Tuesday, September 14, 2010

Progress is neither linear nor exponential

There are two progress lines to track for our society:

1. Finite implementations: technology, medicine, economics. This progress line is non-linear. However, it's not really exponential per se, either; it's more like a tree with divergent branches, some increasing, others decreasing, others still remaining unchanged.

For example, technological progress has been, on the whole, exponential, but with this 'progress' has come nuclear proliferation, overpopulation, and social malaise.

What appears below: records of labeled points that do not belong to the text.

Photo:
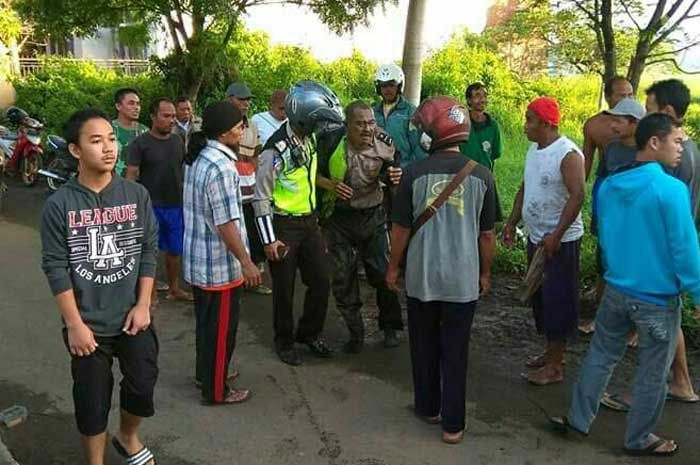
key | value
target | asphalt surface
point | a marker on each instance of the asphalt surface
(350, 410)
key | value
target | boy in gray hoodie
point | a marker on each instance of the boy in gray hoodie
(99, 238)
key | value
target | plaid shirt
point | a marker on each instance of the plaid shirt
(212, 197)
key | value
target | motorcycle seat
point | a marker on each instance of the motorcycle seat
(57, 142)
(7, 134)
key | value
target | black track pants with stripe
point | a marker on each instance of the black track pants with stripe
(217, 314)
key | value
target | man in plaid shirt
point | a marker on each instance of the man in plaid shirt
(216, 259)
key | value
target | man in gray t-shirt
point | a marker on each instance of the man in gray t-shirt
(449, 259)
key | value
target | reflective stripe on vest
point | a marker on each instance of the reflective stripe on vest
(295, 191)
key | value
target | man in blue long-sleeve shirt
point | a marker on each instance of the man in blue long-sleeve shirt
(646, 270)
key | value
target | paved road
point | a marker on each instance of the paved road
(352, 410)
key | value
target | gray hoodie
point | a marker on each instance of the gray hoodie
(99, 245)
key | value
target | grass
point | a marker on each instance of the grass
(578, 98)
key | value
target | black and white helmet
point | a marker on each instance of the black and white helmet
(312, 107)
(389, 73)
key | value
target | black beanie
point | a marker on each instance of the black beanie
(219, 117)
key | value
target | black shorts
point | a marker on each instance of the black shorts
(93, 380)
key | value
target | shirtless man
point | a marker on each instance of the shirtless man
(597, 133)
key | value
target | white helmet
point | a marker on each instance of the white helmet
(389, 72)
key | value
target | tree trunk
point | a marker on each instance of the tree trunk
(413, 50)
(638, 62)
(609, 50)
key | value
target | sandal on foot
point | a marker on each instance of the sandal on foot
(181, 296)
(142, 457)
(537, 361)
(234, 396)
(229, 379)
(452, 438)
(653, 449)
(562, 425)
(691, 399)
(540, 378)
(614, 402)
(436, 420)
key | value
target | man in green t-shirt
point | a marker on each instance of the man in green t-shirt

Radiation poisoning, the bubonic plague, asbestos, slavery, coercion, and eye strain are problems that hunter-gatherers never had to contend with. Likewise, we generally don't have to worry about many of the ills of hunter-gatherers, like ticks or living with fractures. Cause and effect is nowhere near as simple as most make it out to be, and there is always the possibility that a new finite problem will come to occupy the niche of a previous finite problem that has since been solved.

2. Continuous problems: the human brain as it generates bad ideas/memes, cultural preconceptions, and genetically motivated desires and preferences. This progress line is actually the parent of the former, but has hardly changed in over fifty thousand years. We may now understand that slavery is a bad idea, but most of us have a long way to go before we realize that life is an intrinsically negative phenomenon with no purpose or mediator. For the most part, the 'problems' described by the former progress line deal with means to an end, while this progress line deals more with our actual values, reasons for existing, and other ends. If we fix these -- and somehow have absolute knowledge that they are fixed for good -- then we'll have fixed everything.